Do Nurses at Ashley Rehabilitation And Health Stick Around?

Staff turnover at ASHLEY REHABILITATION AND HEALTH CARE CENTER is high. At 61%, the facility is 14 percentage points above the Arkansas average of 46%. High turnover means new staff may not know residents' individual needs, medications, or preferences. It can also be disorienting for residents, especially those with dementia who rely on familiar faces. Families should ask: What is causing the turnover? What retention programs are in place? How do you ensure care continuity during staff transitions?

Was Ashley Rehabilitation And Health Ever Fined?

ASHLEY REHABILITATION AND HEALTH CARE CENTER has been fined $65,473 across 1 penalty action. This is above the Arkansas average of $33,734. Fines in this range indicate compliance issues significant enough for CMS to impose meaningful financial consequences. Common causes include delayed correction of deficiencies, repeat violations, or care failures affecting resident safety. Families should ask facility leadership what changes have been made since these penalties.

Is Ashley Rehabilitation And Health on Any Federal Watch List?

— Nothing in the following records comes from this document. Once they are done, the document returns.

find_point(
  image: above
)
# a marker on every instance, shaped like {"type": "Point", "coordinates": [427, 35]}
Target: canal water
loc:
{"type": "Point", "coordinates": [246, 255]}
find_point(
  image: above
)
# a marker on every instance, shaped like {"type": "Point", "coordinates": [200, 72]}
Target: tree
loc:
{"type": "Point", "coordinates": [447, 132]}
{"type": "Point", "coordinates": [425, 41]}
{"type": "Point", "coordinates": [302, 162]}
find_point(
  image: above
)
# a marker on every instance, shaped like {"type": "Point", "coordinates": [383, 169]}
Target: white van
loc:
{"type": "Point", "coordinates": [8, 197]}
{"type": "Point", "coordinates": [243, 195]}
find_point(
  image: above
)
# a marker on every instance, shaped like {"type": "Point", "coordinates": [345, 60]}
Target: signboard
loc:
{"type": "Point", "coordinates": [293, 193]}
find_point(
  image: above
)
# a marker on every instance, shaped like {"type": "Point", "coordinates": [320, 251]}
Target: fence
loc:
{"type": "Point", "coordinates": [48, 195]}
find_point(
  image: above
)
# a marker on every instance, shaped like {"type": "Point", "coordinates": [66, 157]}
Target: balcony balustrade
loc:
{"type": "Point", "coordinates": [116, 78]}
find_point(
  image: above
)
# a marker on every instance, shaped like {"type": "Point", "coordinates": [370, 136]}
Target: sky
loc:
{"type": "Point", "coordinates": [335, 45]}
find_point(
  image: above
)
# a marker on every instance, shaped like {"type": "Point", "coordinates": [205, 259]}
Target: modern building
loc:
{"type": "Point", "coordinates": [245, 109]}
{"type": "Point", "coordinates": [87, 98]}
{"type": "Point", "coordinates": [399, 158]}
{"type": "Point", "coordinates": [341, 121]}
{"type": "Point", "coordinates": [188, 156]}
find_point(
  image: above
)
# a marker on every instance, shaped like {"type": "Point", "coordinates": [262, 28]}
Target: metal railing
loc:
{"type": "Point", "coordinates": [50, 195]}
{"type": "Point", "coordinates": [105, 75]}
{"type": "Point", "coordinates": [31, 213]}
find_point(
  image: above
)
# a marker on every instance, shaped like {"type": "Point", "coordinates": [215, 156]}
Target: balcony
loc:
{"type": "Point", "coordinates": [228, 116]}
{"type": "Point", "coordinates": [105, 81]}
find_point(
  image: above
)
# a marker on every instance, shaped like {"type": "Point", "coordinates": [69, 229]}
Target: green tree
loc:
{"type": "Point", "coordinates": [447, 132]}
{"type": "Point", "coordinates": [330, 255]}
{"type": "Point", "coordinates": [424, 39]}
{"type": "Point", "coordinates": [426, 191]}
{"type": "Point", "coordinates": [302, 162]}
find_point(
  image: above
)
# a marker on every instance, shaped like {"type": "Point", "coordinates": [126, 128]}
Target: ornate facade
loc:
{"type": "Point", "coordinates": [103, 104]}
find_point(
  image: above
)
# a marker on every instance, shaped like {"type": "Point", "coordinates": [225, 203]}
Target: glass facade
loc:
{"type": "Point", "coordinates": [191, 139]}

ASHLEY REHABILITATION AND HEALTH CARE CENTER is currently on the Special Focus Facility (SFF) watch list. This federal program identifies the roughly 1% of nursing homes nationally with the most serious and persistent quality problems. SFF facilities receive inspections roughly twice as often as typical nursing homes. Factors in this facility's record include 2 Immediate Jeopardy findings, a substantiated abuse finding, and $65,473 in federal fines. Facilities that fail to improve face escalating consequences, potentially including termination from Medicare and Medicaid. Families considering this facility should ask for documentation of recent improvements and what specific changes have been made since the designation.